Zipf law plot (frequency as function of frequency rank) for various texts.
The languages, texts and the word frequency files are:
[[Latin]]. The first four books (the ''Gospels'') from the Latin version (''Vulgate'') of the ''New Testament'', edited by [[St. Jerome]] around 400 CE. Converted to lowercase.
* Book 1 - ''Gospel of Matthew''. Sample: ''liber generationis iesu christi filii david filii abraham abraham genuit'' [...] ''ecce ego vobiscum sum omnibus diebus usque ad consummationem saeculi''. File latn/nwt/mat.1/gud.wfr (16431 words, ''N'' = 3911 distinct).
* Book 2 - ''Gospel of Mark''. Sample: ''initium evangelii iesu christi filii dei sicut scriptum est in esaia'' [...] ''confirmante sequentibus signis''. File latn/nwt/mrk.1/gud.wfr (10280 words, ''N'' = 2913 distinct).

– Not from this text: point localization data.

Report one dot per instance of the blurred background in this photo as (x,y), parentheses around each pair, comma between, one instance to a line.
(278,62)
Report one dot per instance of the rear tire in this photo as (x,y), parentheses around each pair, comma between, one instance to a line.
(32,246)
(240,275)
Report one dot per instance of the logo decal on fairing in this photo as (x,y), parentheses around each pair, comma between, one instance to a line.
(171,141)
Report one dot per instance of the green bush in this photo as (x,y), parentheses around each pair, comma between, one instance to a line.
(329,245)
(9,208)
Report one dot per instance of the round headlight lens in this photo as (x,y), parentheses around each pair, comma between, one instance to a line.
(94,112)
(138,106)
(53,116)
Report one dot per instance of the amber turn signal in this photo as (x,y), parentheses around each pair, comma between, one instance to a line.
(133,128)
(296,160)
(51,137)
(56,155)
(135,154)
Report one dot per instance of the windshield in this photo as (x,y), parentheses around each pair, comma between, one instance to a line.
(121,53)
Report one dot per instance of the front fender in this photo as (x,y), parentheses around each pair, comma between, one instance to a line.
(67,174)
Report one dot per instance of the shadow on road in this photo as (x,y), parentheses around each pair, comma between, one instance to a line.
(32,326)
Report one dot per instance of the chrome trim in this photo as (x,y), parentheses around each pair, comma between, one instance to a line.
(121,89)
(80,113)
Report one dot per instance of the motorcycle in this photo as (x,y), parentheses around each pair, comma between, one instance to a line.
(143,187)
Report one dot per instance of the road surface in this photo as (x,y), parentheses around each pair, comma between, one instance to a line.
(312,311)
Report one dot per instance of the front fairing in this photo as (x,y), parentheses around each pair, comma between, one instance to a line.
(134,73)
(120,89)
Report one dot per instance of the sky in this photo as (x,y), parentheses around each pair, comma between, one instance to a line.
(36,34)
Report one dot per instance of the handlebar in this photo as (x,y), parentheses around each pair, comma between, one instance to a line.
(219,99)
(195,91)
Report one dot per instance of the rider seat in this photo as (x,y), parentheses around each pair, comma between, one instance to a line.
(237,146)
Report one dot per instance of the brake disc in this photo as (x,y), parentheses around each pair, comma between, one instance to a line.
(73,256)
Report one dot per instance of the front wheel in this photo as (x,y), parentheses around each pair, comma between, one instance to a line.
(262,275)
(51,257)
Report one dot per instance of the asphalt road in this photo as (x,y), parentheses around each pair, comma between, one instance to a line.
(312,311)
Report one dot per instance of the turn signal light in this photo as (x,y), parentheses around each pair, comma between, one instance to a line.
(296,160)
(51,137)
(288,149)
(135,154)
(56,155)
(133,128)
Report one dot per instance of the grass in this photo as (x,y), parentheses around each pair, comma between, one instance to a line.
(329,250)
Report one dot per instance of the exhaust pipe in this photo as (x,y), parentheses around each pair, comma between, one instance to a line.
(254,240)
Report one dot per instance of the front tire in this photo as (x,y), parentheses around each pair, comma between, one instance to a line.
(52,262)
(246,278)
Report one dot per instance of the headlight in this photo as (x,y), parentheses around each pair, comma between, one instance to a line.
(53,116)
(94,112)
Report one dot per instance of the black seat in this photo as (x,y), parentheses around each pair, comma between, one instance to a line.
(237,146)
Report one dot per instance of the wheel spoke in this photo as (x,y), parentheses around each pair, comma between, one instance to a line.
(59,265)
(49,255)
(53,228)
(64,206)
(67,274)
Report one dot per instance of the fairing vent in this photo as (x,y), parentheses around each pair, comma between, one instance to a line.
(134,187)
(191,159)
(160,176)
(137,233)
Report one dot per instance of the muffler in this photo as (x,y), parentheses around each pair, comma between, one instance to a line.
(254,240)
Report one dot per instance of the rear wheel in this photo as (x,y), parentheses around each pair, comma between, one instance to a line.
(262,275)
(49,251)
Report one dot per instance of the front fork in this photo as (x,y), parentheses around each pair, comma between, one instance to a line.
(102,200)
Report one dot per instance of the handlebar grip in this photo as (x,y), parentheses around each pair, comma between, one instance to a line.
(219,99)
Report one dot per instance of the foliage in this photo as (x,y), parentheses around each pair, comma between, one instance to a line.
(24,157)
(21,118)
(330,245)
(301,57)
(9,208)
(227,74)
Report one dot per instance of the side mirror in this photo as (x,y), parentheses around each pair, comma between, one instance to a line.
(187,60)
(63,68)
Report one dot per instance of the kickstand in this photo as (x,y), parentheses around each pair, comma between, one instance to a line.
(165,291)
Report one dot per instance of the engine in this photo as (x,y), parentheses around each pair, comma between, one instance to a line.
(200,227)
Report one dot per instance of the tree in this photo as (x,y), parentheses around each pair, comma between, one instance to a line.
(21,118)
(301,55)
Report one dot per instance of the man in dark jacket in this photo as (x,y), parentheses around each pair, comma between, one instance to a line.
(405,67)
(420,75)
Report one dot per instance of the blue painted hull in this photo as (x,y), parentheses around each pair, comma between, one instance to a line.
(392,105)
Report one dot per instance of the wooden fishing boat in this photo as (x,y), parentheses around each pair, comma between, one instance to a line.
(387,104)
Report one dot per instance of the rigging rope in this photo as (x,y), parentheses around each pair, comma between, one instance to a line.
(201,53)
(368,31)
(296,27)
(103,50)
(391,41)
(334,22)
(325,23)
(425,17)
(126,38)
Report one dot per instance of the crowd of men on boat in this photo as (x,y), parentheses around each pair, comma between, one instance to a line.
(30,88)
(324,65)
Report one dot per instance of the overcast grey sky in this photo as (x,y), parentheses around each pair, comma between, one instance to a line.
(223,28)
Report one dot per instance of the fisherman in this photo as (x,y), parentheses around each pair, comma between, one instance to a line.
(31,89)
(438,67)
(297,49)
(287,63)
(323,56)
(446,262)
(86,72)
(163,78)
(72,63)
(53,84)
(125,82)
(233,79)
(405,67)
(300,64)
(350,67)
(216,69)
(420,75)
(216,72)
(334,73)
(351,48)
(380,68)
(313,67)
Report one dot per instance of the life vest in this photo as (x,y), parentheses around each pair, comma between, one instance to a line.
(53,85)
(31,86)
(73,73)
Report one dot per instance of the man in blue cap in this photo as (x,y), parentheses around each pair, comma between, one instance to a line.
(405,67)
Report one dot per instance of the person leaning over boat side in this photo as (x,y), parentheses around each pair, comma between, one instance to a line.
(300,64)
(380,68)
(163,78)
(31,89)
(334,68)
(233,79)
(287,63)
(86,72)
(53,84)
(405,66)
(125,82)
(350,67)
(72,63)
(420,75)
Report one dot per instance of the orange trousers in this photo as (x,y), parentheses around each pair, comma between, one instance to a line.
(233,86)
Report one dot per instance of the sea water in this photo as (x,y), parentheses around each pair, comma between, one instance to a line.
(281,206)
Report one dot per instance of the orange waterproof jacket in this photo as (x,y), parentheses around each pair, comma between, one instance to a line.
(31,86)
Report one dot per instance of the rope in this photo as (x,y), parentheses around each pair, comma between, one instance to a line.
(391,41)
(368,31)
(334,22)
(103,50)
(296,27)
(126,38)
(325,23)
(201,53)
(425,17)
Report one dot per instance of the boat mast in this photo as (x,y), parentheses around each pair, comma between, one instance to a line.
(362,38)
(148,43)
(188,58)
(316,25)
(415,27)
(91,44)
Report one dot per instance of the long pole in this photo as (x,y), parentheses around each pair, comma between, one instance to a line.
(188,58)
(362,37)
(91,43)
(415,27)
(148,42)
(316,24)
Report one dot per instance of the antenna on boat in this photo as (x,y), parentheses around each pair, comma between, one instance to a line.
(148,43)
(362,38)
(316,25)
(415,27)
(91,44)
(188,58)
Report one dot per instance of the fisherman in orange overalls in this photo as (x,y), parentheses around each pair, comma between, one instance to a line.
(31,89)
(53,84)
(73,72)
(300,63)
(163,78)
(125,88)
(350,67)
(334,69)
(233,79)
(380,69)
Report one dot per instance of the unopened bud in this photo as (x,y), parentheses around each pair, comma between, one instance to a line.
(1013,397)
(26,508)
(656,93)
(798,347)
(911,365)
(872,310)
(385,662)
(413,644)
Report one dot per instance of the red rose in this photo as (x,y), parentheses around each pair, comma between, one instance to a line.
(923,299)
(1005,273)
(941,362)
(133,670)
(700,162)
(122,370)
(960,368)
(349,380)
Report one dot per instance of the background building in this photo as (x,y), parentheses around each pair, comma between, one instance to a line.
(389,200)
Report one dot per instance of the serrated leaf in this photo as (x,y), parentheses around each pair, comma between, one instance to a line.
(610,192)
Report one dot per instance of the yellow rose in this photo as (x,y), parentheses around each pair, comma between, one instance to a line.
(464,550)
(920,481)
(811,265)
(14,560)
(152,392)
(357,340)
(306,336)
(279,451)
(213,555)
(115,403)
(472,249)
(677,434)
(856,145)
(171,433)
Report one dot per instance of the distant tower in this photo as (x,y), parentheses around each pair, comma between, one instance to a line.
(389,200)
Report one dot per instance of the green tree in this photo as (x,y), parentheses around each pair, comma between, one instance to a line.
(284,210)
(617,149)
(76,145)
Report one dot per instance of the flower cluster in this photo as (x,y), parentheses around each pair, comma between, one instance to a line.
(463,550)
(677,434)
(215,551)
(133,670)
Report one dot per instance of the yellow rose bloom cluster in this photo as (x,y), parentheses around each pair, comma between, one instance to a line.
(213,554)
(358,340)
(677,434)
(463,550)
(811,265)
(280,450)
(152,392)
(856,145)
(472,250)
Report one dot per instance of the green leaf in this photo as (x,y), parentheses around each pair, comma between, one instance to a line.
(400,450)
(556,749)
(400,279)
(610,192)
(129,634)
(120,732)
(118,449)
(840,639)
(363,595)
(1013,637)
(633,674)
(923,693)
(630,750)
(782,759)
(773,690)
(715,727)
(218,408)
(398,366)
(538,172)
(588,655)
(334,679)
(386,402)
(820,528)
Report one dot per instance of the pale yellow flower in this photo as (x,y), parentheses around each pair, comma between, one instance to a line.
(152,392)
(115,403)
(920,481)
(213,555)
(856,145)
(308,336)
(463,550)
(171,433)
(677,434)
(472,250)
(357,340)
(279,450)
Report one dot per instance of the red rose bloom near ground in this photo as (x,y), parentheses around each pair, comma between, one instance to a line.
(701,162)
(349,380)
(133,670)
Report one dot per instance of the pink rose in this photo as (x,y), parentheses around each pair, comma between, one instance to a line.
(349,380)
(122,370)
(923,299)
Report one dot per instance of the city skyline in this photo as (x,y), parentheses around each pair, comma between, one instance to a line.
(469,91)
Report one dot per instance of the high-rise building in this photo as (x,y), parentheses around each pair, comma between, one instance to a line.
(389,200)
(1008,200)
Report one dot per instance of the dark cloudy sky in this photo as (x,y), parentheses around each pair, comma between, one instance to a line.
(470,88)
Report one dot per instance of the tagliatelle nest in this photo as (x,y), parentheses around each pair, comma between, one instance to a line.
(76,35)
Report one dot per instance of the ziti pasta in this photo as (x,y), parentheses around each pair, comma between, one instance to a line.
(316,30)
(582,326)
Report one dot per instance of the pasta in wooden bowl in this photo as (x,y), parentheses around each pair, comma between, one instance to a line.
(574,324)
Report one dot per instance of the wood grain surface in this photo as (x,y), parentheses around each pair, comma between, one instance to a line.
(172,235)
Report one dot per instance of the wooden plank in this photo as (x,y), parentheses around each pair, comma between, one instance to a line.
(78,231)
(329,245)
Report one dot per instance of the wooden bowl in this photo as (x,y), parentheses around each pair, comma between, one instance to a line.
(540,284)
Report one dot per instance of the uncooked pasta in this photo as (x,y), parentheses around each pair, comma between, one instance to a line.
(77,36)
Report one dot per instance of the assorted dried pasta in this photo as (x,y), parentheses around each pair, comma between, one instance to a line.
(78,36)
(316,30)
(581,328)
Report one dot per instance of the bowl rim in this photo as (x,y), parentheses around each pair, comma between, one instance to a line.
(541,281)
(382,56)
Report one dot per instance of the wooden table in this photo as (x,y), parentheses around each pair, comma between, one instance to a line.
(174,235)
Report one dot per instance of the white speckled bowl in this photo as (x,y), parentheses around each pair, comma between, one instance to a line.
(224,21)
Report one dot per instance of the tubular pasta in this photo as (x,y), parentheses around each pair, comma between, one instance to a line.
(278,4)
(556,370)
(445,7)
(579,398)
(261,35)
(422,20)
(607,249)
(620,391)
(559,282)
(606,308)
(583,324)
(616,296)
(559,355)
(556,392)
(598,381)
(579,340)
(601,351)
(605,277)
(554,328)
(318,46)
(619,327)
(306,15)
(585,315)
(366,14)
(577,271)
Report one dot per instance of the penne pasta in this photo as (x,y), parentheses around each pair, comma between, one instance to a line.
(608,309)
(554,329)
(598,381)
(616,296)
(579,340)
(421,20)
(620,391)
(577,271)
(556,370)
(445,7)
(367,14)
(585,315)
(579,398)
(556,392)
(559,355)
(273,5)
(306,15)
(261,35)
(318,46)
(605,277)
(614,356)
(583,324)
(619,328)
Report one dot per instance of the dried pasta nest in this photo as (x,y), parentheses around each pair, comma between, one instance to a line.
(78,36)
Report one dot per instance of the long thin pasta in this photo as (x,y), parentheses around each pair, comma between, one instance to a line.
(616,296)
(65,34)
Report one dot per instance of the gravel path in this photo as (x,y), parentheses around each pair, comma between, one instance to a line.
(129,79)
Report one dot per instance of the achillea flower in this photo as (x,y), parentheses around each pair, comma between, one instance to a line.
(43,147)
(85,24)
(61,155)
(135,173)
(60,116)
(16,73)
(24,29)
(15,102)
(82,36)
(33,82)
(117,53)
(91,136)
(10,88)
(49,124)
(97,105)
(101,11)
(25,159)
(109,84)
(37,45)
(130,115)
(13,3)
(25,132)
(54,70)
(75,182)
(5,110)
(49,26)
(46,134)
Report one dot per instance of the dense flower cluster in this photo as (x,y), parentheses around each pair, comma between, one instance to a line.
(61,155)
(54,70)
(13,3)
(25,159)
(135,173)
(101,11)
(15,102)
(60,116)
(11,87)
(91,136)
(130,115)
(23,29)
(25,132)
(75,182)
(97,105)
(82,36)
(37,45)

* Book 3 - ''Gospel of Luke''. Sample: ''quoniam quidem multi conati sunt ordinare narrationem quae in nobis'' [...] ''erant semper in templo laudantes et benedicentes deum amen''. File latn/nwt/luk.1/gud.wfr (18004 words, ''N'' = 4406 distinct).
* Book 4 - ''Gospel of John''. Sample: ''in principio erat verbum et verbum erat apud deum et deus erat verbum'' [...] ''eos qui scribendi sunt libros amen''. File latn/nwt/joh.1/gud.wfr (14026 words, ''N'' = 2523 distinct).
The word frequency files '*/*/*/gud.wfr' are available at the [https://www.ic.unicamp.br/~stolfi/EXPORT/projects/voynich/Notes/tr-stats/dat/ UNICAMP website]. The original annotated full texts are in the companion files */*/org/main.src. The extracted texts -- one word per line, without punctuation -- are in */*/*/gud.tlw.